Getting a grip on cloud computing: NVIDIA, the Playstation-3, and big iron
Ron Wilson - August 27, 2009
With all the talk about cloud computing today, there’s surprisingly little concrete definition behind the chatter. And without specifics the importance of the idea for silicon designers remains (sorry) nebulous. That hasn’t stopped speculation, of course. At Hot Chips this week many silicon experts were willing to conjecture on just what’s going on and what it means for chip architecture.
It appears that some patterns are finally forming in the haze. For instance, when people say cloud, they are referring to a hierarchy composed of three kinds of gross structures. At the lowest level are computing kernels. These are processor cores or groups of cores enclosed within a secure perimeter and united by a single coherent address space. By this definition a kernel could be as limited as an application processor in a smart phone, as obvious as a multicore blade, or as huge as the 256-core coherent symmetric multiprocessing system envisioned by the architects of the IBM Power7.
At the next level are clusters. These are assemblies of kernels, in which the kernels are connected by some sort of private local-area network link carrying a message-passing protocol. Communications between tasks in different kernels is necessarily explicit, lower in bandwidth, and less deterministic than between tasks within a kernel.
The third level includes the systems formed when we connect clusters through public networks. Communication between clusters via wireless services or the Internet is necessarily even slower and less reliable than communication within a cluster. More significantly, communication between clusters must cross security perimeters.
From this frame of reference, Hot Chips produced some interesting ideas. One is that the build-out of the cloud may not take the form many people are expecting. Much of the press on cloud computing has come from a handful of organizations that own gigantic server farms, and that would really like to sell computing time to increase utilization, without getting involved in the support costs of software-as-a-service. Hence it’s easy to default into thinking of the cloud as a handful of big server farms that don’t happen to be busy doing searches. By the above definitions, in this view of the cloud kernels are servers boards, and clusters are server farms.

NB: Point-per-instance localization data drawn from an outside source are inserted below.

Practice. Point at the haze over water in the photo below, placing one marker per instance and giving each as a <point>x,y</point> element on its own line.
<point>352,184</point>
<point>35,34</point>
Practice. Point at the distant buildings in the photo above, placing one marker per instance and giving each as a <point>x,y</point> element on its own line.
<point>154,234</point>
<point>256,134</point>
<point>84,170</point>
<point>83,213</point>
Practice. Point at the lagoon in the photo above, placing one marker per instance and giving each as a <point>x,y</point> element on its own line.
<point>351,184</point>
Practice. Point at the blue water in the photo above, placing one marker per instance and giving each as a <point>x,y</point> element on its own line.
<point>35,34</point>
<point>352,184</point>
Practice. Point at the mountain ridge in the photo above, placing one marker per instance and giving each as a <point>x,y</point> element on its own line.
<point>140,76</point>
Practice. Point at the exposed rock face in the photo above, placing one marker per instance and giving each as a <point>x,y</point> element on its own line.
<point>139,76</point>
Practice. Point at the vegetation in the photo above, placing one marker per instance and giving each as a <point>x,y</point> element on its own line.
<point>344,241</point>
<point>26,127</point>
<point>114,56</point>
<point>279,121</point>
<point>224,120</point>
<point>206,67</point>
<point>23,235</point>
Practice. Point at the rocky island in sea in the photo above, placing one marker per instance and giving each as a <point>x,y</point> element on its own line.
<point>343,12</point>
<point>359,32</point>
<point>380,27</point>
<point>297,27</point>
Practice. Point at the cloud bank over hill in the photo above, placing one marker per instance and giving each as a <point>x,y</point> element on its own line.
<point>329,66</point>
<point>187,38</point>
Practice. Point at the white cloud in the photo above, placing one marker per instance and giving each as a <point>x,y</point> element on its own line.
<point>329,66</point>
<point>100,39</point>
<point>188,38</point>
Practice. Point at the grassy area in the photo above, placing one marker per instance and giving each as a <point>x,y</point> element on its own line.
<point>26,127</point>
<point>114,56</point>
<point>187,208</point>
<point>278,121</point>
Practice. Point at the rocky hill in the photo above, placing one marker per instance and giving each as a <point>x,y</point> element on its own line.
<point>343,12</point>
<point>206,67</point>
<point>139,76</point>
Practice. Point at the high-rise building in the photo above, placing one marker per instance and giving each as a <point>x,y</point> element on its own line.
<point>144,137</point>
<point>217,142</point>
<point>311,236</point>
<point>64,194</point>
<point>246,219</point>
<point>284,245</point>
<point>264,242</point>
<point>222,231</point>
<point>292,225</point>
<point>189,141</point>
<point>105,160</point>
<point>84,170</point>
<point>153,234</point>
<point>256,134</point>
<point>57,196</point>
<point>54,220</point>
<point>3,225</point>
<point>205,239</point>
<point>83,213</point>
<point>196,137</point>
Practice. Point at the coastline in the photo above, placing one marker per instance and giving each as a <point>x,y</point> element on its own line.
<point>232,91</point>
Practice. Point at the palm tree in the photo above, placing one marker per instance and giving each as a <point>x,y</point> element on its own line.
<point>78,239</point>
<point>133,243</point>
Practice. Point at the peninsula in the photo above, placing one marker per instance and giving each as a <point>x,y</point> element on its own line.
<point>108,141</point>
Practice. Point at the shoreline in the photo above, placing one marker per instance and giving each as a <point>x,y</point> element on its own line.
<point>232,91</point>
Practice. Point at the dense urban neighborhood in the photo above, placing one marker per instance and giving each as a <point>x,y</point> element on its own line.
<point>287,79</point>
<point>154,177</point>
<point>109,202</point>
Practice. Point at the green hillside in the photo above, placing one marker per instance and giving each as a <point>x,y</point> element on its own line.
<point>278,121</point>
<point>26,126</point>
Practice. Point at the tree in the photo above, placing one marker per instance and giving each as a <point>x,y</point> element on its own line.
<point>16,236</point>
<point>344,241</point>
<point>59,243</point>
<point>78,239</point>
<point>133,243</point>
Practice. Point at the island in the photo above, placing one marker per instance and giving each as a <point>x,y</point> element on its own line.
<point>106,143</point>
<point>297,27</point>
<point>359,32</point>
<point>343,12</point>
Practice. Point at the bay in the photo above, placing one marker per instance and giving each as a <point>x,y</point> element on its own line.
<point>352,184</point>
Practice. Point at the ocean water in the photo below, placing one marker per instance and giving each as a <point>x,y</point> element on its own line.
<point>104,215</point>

But several of the presenters at Hot Chips offered alternative views. One came from NVIDIA CEO Jen-Hsun Huang. In a presentation that was basically about how neat NVIDIA’s toys are, Huang put a lot of emphasis on the scientific computing capabilities of the company’s GPUs. He took this argument further, claiming that today both the personal-computing multi-core CPU and the GPU have the volume, the R/D budget, and the technology to become the kernels in the cloud. He envisioned the basic kernel of a cluster as a general-purpose CPU to handle inherently sequential tasks, tightly coupled to a GPU to handle tasks accessible to SIMD parallelism.

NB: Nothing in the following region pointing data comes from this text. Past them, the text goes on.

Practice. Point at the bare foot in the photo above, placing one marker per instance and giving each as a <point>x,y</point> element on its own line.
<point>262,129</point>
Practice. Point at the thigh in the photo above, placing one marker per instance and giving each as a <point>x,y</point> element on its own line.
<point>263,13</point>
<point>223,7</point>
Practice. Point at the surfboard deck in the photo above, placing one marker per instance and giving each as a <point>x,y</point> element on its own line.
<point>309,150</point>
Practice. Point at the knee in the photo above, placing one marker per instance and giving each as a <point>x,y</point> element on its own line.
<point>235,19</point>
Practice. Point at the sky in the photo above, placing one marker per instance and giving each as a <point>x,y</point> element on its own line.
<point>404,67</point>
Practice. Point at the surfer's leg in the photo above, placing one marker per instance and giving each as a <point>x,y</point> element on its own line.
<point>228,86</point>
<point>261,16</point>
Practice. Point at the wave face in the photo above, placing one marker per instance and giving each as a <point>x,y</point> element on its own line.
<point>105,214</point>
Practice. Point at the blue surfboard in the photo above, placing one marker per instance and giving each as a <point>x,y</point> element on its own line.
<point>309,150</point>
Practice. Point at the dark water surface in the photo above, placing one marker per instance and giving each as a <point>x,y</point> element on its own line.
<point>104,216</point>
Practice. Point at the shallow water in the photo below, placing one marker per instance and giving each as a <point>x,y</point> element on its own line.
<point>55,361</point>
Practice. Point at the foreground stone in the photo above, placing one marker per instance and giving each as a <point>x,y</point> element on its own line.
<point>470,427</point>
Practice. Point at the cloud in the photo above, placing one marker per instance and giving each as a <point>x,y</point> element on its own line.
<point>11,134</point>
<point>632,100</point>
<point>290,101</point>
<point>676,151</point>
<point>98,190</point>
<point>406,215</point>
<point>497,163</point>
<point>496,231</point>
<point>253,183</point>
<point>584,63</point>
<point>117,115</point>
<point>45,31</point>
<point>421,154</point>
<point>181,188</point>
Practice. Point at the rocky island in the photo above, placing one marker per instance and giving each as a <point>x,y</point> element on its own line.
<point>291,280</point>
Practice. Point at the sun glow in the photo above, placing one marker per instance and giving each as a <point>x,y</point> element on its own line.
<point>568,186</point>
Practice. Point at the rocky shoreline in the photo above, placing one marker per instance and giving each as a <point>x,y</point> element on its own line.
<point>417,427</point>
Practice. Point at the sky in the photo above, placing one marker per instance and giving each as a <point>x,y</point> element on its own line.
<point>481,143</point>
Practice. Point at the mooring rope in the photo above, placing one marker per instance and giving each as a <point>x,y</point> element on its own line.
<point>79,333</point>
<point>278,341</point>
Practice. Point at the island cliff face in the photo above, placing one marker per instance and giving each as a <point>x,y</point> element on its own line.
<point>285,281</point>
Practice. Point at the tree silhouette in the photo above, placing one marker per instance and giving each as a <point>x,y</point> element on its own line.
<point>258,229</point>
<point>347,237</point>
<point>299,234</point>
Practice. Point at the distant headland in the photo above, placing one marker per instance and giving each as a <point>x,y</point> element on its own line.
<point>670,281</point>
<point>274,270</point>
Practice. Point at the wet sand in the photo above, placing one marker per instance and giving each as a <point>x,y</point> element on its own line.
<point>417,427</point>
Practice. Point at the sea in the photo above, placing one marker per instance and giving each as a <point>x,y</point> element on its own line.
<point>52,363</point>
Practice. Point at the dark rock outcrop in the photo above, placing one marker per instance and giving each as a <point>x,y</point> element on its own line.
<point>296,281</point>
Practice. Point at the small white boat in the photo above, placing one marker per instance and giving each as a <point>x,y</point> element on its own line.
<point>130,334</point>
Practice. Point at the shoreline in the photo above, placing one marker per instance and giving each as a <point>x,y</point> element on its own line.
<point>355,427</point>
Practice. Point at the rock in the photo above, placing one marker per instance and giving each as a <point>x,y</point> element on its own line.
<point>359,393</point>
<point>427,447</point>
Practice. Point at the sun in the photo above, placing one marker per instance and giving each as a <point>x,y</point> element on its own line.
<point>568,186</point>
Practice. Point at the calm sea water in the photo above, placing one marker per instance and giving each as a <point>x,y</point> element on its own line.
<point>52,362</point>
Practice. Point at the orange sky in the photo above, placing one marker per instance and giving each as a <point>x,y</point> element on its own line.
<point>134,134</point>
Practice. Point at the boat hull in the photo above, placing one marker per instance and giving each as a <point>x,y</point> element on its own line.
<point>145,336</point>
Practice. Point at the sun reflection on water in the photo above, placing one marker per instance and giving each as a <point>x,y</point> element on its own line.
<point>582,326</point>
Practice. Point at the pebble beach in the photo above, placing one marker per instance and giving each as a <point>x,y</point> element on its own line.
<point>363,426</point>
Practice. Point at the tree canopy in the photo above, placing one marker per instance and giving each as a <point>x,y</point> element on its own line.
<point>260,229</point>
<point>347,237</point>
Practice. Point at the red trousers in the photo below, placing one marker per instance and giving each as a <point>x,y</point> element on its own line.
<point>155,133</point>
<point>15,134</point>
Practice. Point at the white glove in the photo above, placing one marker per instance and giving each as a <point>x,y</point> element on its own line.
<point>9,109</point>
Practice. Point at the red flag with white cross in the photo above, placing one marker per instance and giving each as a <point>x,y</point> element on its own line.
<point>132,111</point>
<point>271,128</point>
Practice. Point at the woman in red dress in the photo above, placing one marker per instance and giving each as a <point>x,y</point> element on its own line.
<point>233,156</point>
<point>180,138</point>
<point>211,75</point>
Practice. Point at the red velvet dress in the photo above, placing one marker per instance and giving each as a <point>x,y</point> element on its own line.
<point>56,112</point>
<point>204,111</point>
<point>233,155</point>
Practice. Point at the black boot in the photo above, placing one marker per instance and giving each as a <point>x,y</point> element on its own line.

In fact, Huang said, NVIDIA is already engaged in some aggressive cloud-seeding, having sited about a thousand clusters of GPU-based computing platforms in, among other places, about a hundred universities around the world. He offered a view of such a cluster in the near future, in which a single GPU contained not hundreds, but thousands of programmable shading engines, and a cluster comprising thousands of GPUs.
An alternative view came from an entirely different source: Kaveh Massoudian, CTO of power.org and strategic alliances director for the Systems and Technology Group at IBM. He pointed out that the Sony Playstation-3—which contains the somewhat legendary Cell broadband processor—is in fact arguably a cluster, and is "the lowest-cost computing element for the power available today." Massoudian’s vision could be described, in our terms, as clusters which are PS-3s linked together through public networks to form a dispersed, but enormously powerful cloud. (For another view of this possibility, see here.)
Both views have their difficulties, of course. Even with the C-like CUDA language there is no escaping the fact that the closer you get to the hardware of the NVIDIA GPU the less it looks like a cluster of general-purpose computers. There are limitations to what physically can be done on the hardware—the absence of hardware floating-point, for instance—and significant difficulties in software when the structure of a problem differs significantly from the structure of the image-rendering job for which the chips were originally designed. That said, the GPU has an enormous maximum processing rate and a very high-bandwidth pipe to a multi-core CPU.
The PS-3 is a very different kind of cluster, with heavy-duty general-purpose computing resources, parallel floating-point hardware, very fast internal pipes, but a much smaller total number of computing elements than a GPU. Of course, the PS-3 also has a GPU. Connections between PS-3s, however, must be done over relatively slow public networks. So the largest cluster of PS-3s, by our definition, is one unit.
Either of these approaches could, however, sneak up on the assumption that the cloud will comprise interconnected clusters of big-iron servers. The horsepower is there, the smaller systems have the advantage of cost and volume, and both are inherently more friendly to open-source, collaborative computing efforts. It could be a contest worth watching.